LCHEC starts its IT technician program

BY DEREK MOY
DISPATCH RECORD


An Information Technologies Technician course that prepares students for at least five national computer-related certifications is being launched this month at Lampasas County Higher Education Center. 
DEREK MOY | DISPATCH RECORD An Information Technologies Technician course that prepares students for at least five national computer-related certifications is being launched this month at Lampasas County Higher Education Center.
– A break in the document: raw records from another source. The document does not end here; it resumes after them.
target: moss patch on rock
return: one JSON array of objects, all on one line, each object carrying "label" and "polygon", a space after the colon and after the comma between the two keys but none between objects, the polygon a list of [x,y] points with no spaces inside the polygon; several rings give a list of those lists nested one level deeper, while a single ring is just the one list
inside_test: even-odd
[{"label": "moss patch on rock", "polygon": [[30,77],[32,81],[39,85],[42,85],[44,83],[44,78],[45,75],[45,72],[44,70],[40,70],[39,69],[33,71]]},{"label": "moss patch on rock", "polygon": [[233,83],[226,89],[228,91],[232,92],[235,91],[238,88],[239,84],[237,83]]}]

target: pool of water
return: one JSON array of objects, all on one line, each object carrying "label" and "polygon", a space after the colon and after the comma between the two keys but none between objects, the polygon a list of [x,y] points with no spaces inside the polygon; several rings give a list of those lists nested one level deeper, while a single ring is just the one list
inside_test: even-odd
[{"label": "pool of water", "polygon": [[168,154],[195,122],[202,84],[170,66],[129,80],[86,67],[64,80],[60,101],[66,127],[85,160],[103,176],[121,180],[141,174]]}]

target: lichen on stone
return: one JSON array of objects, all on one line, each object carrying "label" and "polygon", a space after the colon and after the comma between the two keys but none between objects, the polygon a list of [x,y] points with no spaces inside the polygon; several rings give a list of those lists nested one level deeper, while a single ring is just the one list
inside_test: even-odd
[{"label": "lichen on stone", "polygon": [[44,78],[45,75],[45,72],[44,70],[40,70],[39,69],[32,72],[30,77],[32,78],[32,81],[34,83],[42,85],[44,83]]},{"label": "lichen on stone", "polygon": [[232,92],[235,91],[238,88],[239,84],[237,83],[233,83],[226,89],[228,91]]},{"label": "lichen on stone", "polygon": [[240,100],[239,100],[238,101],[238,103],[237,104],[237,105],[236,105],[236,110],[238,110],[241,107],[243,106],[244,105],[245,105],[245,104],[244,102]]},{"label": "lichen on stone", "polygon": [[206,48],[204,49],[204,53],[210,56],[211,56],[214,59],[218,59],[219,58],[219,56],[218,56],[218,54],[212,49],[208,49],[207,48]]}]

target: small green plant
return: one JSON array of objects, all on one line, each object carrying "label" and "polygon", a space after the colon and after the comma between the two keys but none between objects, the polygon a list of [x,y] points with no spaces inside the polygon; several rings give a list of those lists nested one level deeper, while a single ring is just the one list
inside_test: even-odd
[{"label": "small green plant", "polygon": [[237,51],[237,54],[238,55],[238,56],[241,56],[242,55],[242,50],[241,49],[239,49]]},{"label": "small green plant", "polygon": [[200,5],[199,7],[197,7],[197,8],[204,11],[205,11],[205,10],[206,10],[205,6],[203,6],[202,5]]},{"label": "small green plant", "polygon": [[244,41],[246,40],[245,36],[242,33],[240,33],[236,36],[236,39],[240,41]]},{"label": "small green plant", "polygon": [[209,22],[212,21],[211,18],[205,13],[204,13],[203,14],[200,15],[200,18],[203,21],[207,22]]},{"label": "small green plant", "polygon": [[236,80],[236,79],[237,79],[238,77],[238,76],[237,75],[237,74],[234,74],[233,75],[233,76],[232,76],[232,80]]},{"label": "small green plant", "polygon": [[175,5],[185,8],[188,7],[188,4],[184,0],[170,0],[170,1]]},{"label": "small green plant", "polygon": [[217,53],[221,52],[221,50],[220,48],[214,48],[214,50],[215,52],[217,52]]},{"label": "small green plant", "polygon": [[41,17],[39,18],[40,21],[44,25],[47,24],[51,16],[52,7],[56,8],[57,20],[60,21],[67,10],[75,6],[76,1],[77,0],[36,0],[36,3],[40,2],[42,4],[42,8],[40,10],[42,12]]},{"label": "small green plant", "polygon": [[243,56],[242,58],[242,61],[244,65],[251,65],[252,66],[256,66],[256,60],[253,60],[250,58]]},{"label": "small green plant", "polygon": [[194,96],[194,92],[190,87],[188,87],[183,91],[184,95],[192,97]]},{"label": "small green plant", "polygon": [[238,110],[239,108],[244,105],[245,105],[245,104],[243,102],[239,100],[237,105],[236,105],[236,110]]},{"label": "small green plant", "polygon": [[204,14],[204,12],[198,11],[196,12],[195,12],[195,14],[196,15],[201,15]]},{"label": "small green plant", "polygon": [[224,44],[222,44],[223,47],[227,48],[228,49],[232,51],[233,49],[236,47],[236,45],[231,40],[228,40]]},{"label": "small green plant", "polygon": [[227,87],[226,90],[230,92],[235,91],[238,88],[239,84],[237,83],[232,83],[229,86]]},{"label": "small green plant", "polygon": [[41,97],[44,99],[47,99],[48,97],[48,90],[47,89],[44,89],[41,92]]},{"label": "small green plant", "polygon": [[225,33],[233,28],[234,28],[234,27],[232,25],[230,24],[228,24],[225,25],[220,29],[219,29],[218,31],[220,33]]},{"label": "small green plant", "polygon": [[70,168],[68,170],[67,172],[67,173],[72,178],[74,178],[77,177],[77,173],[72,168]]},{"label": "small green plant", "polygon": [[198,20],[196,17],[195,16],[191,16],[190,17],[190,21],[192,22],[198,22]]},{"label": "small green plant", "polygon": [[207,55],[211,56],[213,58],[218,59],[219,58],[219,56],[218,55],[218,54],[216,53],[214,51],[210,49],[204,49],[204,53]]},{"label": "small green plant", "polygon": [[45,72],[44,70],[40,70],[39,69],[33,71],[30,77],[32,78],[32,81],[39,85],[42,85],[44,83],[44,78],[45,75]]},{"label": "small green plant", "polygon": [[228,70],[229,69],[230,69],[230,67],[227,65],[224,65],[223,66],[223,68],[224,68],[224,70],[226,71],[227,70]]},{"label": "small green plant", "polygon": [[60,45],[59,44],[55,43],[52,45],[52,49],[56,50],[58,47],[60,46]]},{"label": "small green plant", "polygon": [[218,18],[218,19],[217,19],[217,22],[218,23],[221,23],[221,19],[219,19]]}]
DEREK MOY | DISPATCH RECORD Lampasas County Higher Education Center’s Director Derrick Berrios sought out a program to expand the non-profit center’s core curriculum.

He found the course with the most opportunity to bring in students, get them certified and offer job potential in Central Texas was an Internet Technologies Technician course.

“We’re trying to diversify,” Berrios said. “And the Information Technologies Technician is our first shot at trying to diversify our offerings here at LCHEC.”

LCHEC’s allied health courses are widely known, and the student base for the center is nearly 100 percent female, Berrios said. He sought to add non-allied health programs to help expand the school’s outreach.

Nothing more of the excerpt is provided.